Finding the Derivative of an Inverse Function

[UrbanXrisis]

I was taught in class that if g(x) is f^-1(x), then g'(y)=1/f'(x)

my notes for an example:
f(x)=x^2
g(x)=f^-1(x)=x^(.5)
g’(4)=?
g(x)= x^(.5)
g’(x)=.5x^-.5
g’(4)=1/f’(x), x=4^(.5)
g’(4)=1/f'(2)=1/2*2=1/4

I have no clue how g(x)=f^-1(x)=x^(.5) and how g’(4)=1/f'(2)

I am just overall confused any help would be appreciated

 

[Zlex]

f(x) = x^2

set f(x) = y

y = x^2

(*To find inverse solve for x explicitly in terms of y*)

y^0.5 = x

f^-1(x) = x^0.5

let g(x) = f^-1(x)

g(x) = x^0.5

The second one follows the same way

 

[UrbanXrisis]

I have:
g’(4)=1/f'(2)=1/2*2=1/4

and also:
g'(4)=1/f'(x)=1/f'(2)=1/4

is both ways acceptable?

 

[Zlex]

I have:
g’(4)=1/f'(2)=1/2*2=1/4

and also:
g'(4)=1/f'(x)=1/f'(2)=1/4

is both ways acceptable?

I wouldn't go with the second one.
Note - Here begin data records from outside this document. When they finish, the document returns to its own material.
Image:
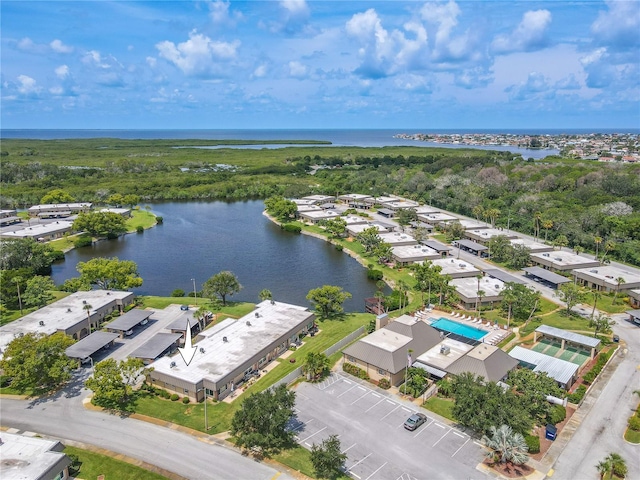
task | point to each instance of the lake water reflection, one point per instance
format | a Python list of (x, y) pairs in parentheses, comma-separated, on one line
[(199, 239)]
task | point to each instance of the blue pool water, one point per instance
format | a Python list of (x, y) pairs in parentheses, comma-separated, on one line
[(459, 329)]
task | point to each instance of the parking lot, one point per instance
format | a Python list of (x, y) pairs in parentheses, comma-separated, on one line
[(370, 426)]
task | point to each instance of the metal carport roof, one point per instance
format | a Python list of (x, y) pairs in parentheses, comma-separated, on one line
[(90, 344), (156, 345), (129, 320), (546, 275)]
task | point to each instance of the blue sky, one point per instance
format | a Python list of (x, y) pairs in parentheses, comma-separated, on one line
[(329, 64)]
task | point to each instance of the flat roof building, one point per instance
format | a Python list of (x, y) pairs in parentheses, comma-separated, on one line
[(561, 261), (407, 254), (32, 458), (535, 247), (233, 351), (467, 289), (385, 352), (397, 239), (315, 216), (68, 315), (42, 232), (605, 278), (456, 268), (484, 235)]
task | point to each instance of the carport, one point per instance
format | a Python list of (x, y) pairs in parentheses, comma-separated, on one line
[(129, 320), (90, 345), (550, 279), (156, 347)]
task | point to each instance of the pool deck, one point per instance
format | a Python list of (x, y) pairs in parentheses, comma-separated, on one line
[(495, 334)]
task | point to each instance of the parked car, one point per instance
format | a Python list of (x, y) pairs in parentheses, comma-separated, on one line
[(414, 421)]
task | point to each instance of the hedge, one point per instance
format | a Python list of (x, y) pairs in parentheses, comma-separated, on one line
[(355, 371)]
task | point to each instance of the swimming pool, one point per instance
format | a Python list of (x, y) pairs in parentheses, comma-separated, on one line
[(466, 331)]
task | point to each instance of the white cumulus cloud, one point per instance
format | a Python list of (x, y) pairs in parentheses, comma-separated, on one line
[(199, 56), (529, 35), (59, 47)]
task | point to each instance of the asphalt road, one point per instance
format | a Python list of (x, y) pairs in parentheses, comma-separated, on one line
[(64, 417), (602, 430)]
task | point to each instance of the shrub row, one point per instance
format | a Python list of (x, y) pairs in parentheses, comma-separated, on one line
[(355, 371)]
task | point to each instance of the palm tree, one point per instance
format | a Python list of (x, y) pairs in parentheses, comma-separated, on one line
[(506, 445), (17, 279), (597, 240), (547, 224), (619, 281), (613, 464), (86, 307)]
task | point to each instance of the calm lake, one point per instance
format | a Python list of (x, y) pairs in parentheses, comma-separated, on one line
[(199, 239)]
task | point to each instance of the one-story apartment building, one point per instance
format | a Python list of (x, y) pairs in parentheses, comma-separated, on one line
[(233, 351)]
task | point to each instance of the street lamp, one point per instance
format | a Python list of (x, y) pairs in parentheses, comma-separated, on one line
[(206, 419)]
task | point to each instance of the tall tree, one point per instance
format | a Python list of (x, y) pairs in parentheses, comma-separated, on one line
[(109, 273), (262, 420), (38, 362), (38, 292), (571, 294), (328, 300), (100, 224), (328, 459), (222, 284), (57, 196), (601, 323)]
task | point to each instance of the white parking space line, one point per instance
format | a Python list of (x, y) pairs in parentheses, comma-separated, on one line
[(380, 468), (445, 434), (374, 405), (348, 448), (356, 464), (323, 428), (347, 391), (398, 406), (461, 447)]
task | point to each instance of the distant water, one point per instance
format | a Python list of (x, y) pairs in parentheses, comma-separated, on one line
[(337, 137)]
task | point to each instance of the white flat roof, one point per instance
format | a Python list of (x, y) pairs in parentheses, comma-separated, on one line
[(397, 238), (41, 229), (60, 315), (609, 273), (561, 258), (387, 340), (434, 358), (26, 457), (452, 265), (468, 287), (413, 251), (246, 337)]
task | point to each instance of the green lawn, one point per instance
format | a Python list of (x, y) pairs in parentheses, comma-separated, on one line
[(140, 218), (95, 464), (299, 459), (441, 406)]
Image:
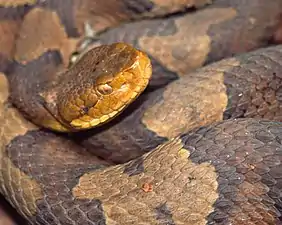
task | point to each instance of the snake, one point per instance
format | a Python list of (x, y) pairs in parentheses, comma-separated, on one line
[(141, 112)]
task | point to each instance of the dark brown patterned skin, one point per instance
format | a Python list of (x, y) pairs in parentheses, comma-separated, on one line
[(220, 30), (244, 86), (225, 173)]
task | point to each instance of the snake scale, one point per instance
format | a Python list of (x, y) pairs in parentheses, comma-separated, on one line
[(201, 145)]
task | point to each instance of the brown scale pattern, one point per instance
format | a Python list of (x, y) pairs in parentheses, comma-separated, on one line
[(245, 86), (213, 181), (185, 42)]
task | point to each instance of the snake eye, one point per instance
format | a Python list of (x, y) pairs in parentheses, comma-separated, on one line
[(105, 89)]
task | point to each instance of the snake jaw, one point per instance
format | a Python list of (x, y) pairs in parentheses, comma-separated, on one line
[(124, 89), (110, 77)]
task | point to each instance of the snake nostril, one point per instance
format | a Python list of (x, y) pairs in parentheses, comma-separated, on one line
[(105, 89)]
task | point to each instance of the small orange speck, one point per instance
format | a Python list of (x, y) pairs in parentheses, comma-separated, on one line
[(252, 166), (147, 187)]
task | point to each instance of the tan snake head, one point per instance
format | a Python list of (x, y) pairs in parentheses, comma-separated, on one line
[(103, 82)]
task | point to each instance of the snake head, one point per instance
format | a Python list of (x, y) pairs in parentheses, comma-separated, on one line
[(99, 86)]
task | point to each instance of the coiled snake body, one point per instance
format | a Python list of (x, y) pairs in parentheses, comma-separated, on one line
[(203, 148)]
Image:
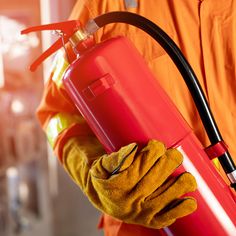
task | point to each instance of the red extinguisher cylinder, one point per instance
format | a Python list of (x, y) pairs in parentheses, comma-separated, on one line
[(115, 91)]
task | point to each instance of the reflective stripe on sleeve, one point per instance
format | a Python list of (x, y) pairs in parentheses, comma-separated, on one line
[(59, 67), (58, 123)]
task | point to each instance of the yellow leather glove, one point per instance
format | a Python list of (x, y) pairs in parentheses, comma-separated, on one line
[(130, 185)]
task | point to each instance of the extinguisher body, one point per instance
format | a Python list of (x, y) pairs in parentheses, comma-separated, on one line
[(115, 91)]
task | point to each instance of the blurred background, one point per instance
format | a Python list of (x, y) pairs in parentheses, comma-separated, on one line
[(36, 195)]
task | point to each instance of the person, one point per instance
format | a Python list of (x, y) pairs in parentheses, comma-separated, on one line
[(134, 198)]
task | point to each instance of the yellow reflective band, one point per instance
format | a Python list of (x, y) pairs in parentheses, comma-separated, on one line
[(59, 67), (59, 123)]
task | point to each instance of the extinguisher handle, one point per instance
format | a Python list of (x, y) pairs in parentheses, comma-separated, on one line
[(66, 29)]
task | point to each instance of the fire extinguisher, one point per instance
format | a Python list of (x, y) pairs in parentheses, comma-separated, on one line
[(112, 76)]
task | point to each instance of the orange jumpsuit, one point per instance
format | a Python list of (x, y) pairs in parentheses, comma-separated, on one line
[(205, 31)]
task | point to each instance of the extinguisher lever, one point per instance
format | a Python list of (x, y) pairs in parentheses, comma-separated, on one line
[(66, 28)]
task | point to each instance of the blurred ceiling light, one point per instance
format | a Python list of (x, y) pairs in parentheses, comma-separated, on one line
[(12, 172), (17, 106), (24, 191)]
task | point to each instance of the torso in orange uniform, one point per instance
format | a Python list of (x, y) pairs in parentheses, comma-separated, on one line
[(205, 31)]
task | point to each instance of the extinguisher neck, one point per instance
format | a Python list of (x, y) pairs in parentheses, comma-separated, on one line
[(81, 41)]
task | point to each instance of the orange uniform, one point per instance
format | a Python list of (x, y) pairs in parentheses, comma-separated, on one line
[(205, 31)]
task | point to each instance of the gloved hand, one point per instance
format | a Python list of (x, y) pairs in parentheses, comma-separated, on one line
[(133, 186)]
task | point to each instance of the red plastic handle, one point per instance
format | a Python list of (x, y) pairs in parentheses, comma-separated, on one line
[(67, 27)]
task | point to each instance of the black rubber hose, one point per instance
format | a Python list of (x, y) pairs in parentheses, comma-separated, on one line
[(183, 66)]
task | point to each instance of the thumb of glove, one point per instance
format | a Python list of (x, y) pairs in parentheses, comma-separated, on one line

It could be seen as wrong to say g'(4) = 1/f'(x) without saying what x is explicitly, which in this case is root(4).

But, it depends how picky your instructor is

 

[UrbanXrisis]

what about:
g’(x)=.5x^-.5=.5(4)^-.5=1/4

could that be acceptable too?

 

[Zlex]

what about:
g’(x)=.5x^-.5=.5(4)^-.5=1/4

could that be acceptable too?

Sure,

g(x) = $$x^\frac{1}{2}$$

thus,

g'(x) = $$\frac{1}{2x^\frac{1}{2}}$$

g'(4) = $$\frac{1}{2*4^\frac{1}{2}}$$

g'(4) = $$\frac{1}{2*2}$$

g'(4) = $$\frac{1}{4}$$


Again, I would just recommend that you specify you are changing from the general equation g'(x) to g'(4) somewhere in your solution. But if its not on a test, or your teacher isn't picky then that should be fine.